Good indexes are vital to get good performance on your N1QL queries. As in SQL, but slightly different, you need to index what you are going to search for. In this article, we are going to go through how to create indexes that will lightning quick and won’t leave you hanging as you scale up.
Make sure to check out the other articles in the series as well:
- NoSQL with Couchbase: Setting everything up with Docker
- NoSQL with Couchbase: Getting started
- NoSQL with Couchbase: Working with JSON
- NoSQL with Couchbase: Querying with N1QL
- NoSQL with Couchbase: Creating Indexes that Scale
Indexes have changed slightly from Couchbase version 4.x to 5.x, we are going to focus on version 5.x and onwards. In the latest article, we created a primary index to quickly get started. The primary index is what you might be familiar with in SQL when querying non-primary keys. It lets you query any fields that you want, but it is not quick, think of it as a full-table scan. Let’s fix that.
An error that many users do while creating index is that they create separate indexes for each field that they want to, this is going to trigger an IntersectScan which is not what you are looking for. How do you know if it’s an IntersectScan? In Couchbase 5.0 you press the explain button while issuing a query.
As we can see in the picture, it uses two different indexes and intersects them in order to obtain the result. Instead, if we query for exactly the fields that are in the index we perform something called an IndexScan, or IndexScan2 as it’s named in Couchbase for some reason.
This is what we are looking for in order to have a good and performant index that will scale. When an index contains all the fields that we query for, no extra steps are required to fetch the data. When we achieve that criteria, we have what is called a covering index for that specific query, which is what you should aim for if it’s important that the query is as quick as possible.
The query below has a covering index that supports it.
CREATE INDEX `person_company`
ON `thecuriousdev-demo`(`name`, `company`)
WHERE type = "tcd:person";
WHERE company = "starbucks"
AND type = "tcd:person";
Of course, sometimes it’s not very effective to run queries with perfect covering indexes, what if we want to return the whole document? There is no way that we are going to index every field in the document if we are looking for a good performance. It’s definitely fine to run a SELECT * and removing the name from the index. The only gain in having a perfect covering index is that the indexer doesn’t need to go and ask the data service for the full document, the loss isn’t big at all. But if you can have a covering index without indexing too many extra fields just for the SELECT statement, then definitely, go for it!

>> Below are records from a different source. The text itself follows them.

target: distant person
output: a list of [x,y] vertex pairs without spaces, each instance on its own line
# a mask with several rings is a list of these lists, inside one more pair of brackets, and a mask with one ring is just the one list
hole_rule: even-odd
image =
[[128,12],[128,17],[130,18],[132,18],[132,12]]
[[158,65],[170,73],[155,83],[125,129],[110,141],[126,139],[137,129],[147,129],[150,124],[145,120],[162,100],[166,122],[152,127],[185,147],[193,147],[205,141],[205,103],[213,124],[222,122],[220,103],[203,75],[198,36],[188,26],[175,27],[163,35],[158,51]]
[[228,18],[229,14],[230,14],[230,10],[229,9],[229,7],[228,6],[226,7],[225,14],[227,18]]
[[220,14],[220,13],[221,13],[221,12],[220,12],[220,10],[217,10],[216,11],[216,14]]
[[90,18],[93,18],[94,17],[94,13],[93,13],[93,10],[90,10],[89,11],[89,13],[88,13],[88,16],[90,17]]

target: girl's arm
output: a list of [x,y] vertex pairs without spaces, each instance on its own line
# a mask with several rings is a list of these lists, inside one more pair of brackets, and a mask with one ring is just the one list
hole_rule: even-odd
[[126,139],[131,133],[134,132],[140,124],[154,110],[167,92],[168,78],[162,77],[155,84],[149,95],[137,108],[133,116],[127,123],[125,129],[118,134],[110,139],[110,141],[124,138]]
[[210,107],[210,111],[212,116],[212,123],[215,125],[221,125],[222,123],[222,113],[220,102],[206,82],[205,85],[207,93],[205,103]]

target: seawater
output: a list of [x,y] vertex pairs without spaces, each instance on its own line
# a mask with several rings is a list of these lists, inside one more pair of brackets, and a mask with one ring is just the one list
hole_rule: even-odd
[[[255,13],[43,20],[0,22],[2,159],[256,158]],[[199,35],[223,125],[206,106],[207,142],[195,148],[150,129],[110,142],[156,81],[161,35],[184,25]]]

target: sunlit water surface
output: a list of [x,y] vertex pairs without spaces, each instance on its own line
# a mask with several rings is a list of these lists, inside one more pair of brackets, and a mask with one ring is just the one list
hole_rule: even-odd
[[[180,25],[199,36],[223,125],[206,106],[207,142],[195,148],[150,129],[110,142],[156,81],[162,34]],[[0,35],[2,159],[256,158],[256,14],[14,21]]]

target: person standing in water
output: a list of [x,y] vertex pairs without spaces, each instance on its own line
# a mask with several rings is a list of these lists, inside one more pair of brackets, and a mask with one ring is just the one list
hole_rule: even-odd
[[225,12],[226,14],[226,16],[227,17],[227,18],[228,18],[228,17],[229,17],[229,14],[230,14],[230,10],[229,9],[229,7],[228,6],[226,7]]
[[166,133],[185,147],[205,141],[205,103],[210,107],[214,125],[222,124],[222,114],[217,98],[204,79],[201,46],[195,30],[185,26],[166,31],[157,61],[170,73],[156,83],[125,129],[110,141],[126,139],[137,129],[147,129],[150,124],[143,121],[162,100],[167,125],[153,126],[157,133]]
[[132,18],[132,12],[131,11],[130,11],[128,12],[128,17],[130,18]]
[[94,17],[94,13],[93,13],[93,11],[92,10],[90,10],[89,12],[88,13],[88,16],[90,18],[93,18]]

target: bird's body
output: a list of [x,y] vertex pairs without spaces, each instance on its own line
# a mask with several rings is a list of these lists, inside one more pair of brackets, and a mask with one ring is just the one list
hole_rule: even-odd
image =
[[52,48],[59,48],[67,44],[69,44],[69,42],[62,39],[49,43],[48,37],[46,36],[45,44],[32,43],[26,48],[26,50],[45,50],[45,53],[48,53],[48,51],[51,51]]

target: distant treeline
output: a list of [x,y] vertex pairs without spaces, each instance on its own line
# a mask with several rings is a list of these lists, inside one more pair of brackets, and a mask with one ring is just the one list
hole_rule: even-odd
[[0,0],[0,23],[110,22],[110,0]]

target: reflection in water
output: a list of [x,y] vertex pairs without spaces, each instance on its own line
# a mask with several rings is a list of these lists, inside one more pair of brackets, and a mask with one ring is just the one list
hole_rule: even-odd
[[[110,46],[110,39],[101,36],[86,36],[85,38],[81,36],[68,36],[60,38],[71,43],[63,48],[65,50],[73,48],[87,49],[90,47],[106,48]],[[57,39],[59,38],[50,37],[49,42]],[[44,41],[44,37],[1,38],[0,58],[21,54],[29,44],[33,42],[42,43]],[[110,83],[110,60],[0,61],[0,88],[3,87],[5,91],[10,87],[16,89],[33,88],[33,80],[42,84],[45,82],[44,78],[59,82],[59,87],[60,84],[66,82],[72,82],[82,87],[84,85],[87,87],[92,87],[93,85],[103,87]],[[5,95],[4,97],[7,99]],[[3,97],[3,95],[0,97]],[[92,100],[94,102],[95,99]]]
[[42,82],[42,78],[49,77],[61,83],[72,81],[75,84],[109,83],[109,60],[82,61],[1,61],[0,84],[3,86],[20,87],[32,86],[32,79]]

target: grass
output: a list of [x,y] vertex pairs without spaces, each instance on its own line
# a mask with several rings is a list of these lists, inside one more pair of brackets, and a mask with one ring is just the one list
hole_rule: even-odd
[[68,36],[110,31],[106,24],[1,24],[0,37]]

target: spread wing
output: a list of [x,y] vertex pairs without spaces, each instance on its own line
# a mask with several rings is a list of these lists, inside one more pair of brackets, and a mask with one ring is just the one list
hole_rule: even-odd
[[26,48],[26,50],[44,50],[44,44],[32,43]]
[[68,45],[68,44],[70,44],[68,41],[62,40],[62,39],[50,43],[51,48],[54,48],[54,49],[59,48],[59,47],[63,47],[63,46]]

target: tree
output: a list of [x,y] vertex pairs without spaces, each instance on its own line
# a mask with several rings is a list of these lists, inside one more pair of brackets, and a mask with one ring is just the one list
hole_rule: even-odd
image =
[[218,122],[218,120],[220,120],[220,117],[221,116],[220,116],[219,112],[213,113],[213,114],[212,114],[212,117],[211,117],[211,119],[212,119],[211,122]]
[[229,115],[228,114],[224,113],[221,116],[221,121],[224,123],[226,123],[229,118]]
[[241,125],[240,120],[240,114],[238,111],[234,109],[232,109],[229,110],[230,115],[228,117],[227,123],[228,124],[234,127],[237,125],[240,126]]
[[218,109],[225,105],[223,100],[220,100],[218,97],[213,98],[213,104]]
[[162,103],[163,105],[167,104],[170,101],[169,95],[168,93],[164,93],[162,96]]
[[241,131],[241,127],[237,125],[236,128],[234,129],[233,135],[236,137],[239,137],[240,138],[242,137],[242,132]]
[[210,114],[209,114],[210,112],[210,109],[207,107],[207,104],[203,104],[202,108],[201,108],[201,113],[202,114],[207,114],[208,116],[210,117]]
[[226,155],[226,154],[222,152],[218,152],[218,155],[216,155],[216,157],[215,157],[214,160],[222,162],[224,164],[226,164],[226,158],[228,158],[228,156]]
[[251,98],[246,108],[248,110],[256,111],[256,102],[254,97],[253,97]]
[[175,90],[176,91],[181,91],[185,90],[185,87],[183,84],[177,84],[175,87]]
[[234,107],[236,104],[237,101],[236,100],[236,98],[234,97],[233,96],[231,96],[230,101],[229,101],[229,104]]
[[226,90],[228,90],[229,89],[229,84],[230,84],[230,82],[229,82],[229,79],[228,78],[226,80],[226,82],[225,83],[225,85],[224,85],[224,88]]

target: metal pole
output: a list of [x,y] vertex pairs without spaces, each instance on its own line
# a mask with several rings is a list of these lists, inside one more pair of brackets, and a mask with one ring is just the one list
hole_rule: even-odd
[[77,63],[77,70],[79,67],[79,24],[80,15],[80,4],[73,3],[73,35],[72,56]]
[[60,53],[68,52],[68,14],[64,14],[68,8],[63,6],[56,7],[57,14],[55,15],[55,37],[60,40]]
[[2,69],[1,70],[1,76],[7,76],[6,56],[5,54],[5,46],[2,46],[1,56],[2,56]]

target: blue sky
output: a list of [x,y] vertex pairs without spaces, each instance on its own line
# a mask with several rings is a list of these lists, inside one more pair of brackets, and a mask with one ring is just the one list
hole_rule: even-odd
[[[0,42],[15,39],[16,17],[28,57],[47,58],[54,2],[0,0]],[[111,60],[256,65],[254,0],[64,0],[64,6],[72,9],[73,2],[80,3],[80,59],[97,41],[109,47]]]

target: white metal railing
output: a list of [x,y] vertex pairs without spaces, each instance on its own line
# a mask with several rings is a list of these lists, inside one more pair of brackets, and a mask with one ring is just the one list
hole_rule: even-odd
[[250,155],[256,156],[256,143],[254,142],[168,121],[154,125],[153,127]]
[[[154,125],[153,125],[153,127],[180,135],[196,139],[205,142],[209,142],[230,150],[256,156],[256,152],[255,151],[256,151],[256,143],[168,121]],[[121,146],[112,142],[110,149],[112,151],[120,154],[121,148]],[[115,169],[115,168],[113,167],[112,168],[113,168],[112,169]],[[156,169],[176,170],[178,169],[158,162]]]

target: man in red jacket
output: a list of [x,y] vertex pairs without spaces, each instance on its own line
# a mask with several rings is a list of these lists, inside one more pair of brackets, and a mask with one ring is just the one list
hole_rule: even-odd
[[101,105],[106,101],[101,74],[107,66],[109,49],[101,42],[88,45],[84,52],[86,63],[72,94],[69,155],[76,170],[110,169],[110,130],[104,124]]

Sometimes performance isn’t the most important factor though, having a covering index on every query in your system can be a pain to maintain, especially with Memory-optimized indexes and a relatively young system where new fields are added that should be possible to query. For the business critical queries speed is crucial, but for other stuff such as inventory queries and such, perhaps it is not necessary, and instead, you could save yourself some trouble.
Adaptive indexes are new in Couchbase 5.0 and quite good for this exact use-case. The primary index gave us the opportunity to run ad-hoc queries, but as primary index keeps every type of document in the index it is going to be quite costly and slow. With an adaptive index, we can instead choose to index N number of fields in a document so that we can query a lot of fields in it.
Let’s say that we want to be able to make it possible to query all fields in our Person documents. A person has a name, an age, and a favourite food. An adaptive index for it could look like the following.
CREATE INDEX `person_adaptive`
ON `thecuriousdev-demo`(DISTINCT PAIRS(self))
WHERE type = "tcd:person"
This will cause all documents of type tcd:person to have all their fields in the index. Which means we can run any ad-hoc query on the document, a couple of examples follows.
// List persons above 18 years old
WHERE age > 18
AND type = "tcd:person"
// Check how many people that like tacos in each company
SELECT company, count(*)
WHERE favouriteFood = "tacos"
AND type = "tcd:person"
GROUP BY company
// Check how many people that are under 18 yeards old with the name Viktor
SELECT name, count(*)
WHERE age < 18
AND type = "tcd:person"
GROUP BY name
All of these queries are using the same adaptive index. Please do keep in mind though, that adaptive can consume a lot of memory since all fields are being indexed in the documents in the index, but they are definitely cheaper and faster than having a primary index. So if you are looking to run ad-hoc queries, they should be your go-to index type.
However, even though they seem useful, for most use-cases I would not recommend using them. At least not if you are going to have more than a couple million documents in these indexes. Striving for covering index is going to be a lot quicker and save yourself a significant amount of memory. If you would like to support these ad-hoc queries anyway even after my warning. I highly recommend that you create the index with proper WHERE clauses that will filter out as many documents as possible.
We have gone through how to create good indexes that will make it possible for your application to scale. Queries on these indexes are actually impressively fast on the latest Couchbase 5.0 version. If you tried a previous Couchbase version and thought it was quick already then, you will probably be shocked how quick it is now. And this is one of the main reasons why I am such a big fan of Couchbase and document-based databases. You get the incredible speed of key-value fetches, plus, Couchbase lets you run the same powerful queries as you are used to in the SQL world.